Not just because it’s decidedly uneventful for the first four decades or so (apart from the usual stuff – saying clever things as a toddler, enduring the “let’s get Steve and his older brother matching sailor suits, won’t that be cute?” miscues of otherwise wonderful parents, leaving home, getting married, having kids, taking the occasional vacation, discovering unique ways to incorporate bacon into daily life), but because some of the story, particularly the season that begins just after those first four decades, features choices and consequences and events that, if published, could end up hurting Real Life People.
No matter how redemptive the story might ultimately be, a memoir that begins, “I fell in love with someone who was not my spouse,” is fraught with potential to damage friends and family members and others who don’t care to remember what happened “way back when.” Could such a book be helpful to people struggling with a similar situation? Probably. Cautionary tales have merit, to be sure. But I’m not telling you mine.

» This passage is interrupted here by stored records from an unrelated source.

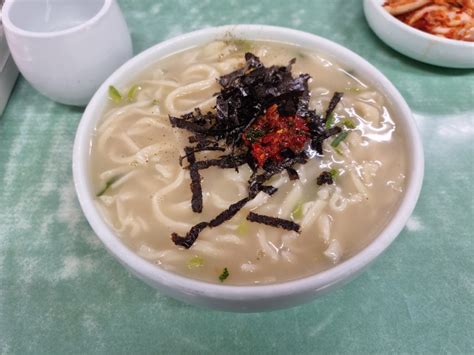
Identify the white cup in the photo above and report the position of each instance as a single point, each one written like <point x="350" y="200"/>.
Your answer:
<point x="66" y="48"/>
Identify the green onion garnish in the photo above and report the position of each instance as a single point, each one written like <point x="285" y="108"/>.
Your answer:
<point x="108" y="184"/>
<point x="133" y="92"/>
<point x="114" y="94"/>
<point x="195" y="261"/>
<point x="330" y="121"/>
<point x="225" y="274"/>
<point x="354" y="89"/>
<point x="348" y="123"/>
<point x="338" y="151"/>
<point x="339" y="138"/>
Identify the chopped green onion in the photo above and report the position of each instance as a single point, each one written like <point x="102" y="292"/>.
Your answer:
<point x="195" y="261"/>
<point x="114" y="94"/>
<point x="225" y="274"/>
<point x="348" y="123"/>
<point x="242" y="44"/>
<point x="339" y="138"/>
<point x="108" y="184"/>
<point x="330" y="121"/>
<point x="297" y="212"/>
<point x="243" y="227"/>
<point x="132" y="93"/>
<point x="353" y="89"/>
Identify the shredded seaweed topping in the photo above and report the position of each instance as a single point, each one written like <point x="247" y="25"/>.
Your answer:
<point x="274" y="222"/>
<point x="196" y="189"/>
<point x="326" y="177"/>
<point x="262" y="119"/>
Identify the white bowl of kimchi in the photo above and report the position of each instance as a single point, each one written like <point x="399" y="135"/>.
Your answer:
<point x="447" y="38"/>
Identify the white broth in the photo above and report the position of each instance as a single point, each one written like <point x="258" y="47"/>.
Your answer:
<point x="145" y="193"/>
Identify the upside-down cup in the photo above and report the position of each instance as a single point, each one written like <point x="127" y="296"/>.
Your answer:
<point x="66" y="49"/>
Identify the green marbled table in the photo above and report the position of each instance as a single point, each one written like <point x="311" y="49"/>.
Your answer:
<point x="61" y="292"/>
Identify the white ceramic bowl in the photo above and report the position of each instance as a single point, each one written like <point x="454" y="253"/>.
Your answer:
<point x="245" y="298"/>
<point x="417" y="44"/>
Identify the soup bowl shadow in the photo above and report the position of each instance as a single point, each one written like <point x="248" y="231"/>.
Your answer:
<point x="251" y="298"/>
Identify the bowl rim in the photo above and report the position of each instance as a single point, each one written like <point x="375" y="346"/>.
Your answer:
<point x="318" y="281"/>
<point x="11" y="27"/>
<point x="413" y="31"/>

You’re distracted, aren’t you.
You’re wondering if that opening line is indeed from my unwritten memoir. Let’s take a closer look at this distraction for a moment. Look beyond the base curiosity that feeds our strange hunger for rumor. In just one sentence we see the edges of something that makes us squirm: even the best fall down sometimes. [Hat tip to Howie Day’s “Collide.”]

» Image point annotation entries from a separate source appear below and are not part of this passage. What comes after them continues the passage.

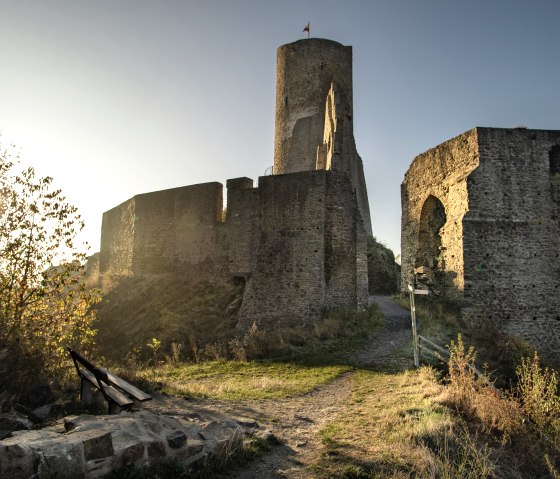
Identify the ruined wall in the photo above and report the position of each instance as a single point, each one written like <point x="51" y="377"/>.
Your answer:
<point x="438" y="174"/>
<point x="345" y="239"/>
<point x="288" y="284"/>
<point x="304" y="72"/>
<point x="512" y="238"/>
<point x="299" y="240"/>
<point x="311" y="252"/>
<point x="117" y="239"/>
<point x="243" y="225"/>
<point x="165" y="231"/>
<point x="487" y="200"/>
<point x="338" y="150"/>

Don’t turn away just yet. Look deeper. Beneath the true story of a man who falls in love with someone who isn’t his wife is something called longing. I’m not going to use this space to tell you the “right and wrong” ways to deal with longing. [Feel free to bombard me with emails about “boundaries” if you must. Then take a real close look at why you feel so compelled to bombard me with emails about boundaries.] I’m not even going to try and define longing here. But you know it, don’t you. You know what it is.
It is a truth.
Though I choose not to tell my true story, I still feel compelled to write. (Hey, I’m a writer. It’s what we do.) And that, my virtual friends, is why I write fiction – short stories you can read here (if you have a strong stomach for angst and don’t mind digging a bit to find the hints of hope in the pain) – and a novel, which will finally get stamped with “The End” by summer if all goes well.

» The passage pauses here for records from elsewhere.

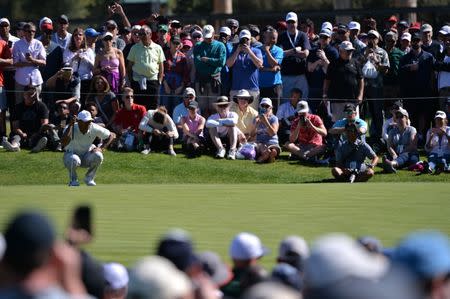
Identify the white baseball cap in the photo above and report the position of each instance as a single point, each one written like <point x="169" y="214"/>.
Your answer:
<point x="208" y="31"/>
<point x="354" y="26"/>
<point x="247" y="246"/>
<point x="115" y="275"/>
<point x="291" y="16"/>
<point x="85" y="116"/>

Let me make something abundantly clear: I’m not writing my “true story” in novel form. For the record, I don’t think that’s such a good idea for writers. But I am telling the truth. The truth of longing. The truth of what it feels like to be lost. Of what it feels like to be desired. Of what it feels like to be forgotten. Of what it feels like to wait. Of what it feels like to sip grace.
These truths are universal – and such universal truths are exactly what make a novel both believable and compelling.
I’m sure you’ve read novels that resonate with you. Maybe you couldn’t articulate exactly what it was that captured you, but you knew that this novelist was telling the truth. I suspect you’ve also read a few books that have had the opposite effect – you simply couldn’t relate to the characters or the storyline. Why? I’d bet the story was a little short on truth.
If you want to be a good writer – a writer who connects with readers, you have to get in touch with the truth below the true. Fair warning: getting to the truth below isn’t always fun – in fact, the journey can be ugly and scary and dangerous. But ignore it at your own peril as an author.
Tell whatever story you want, be it a mystery or fantasy or historical romance. Make up characters and plot lines as far removed from your own true story as the fiction demands. Hey, that’s part of the fun of being a writer. You can go anywhere.
Just be sure to tell the truth when you get there.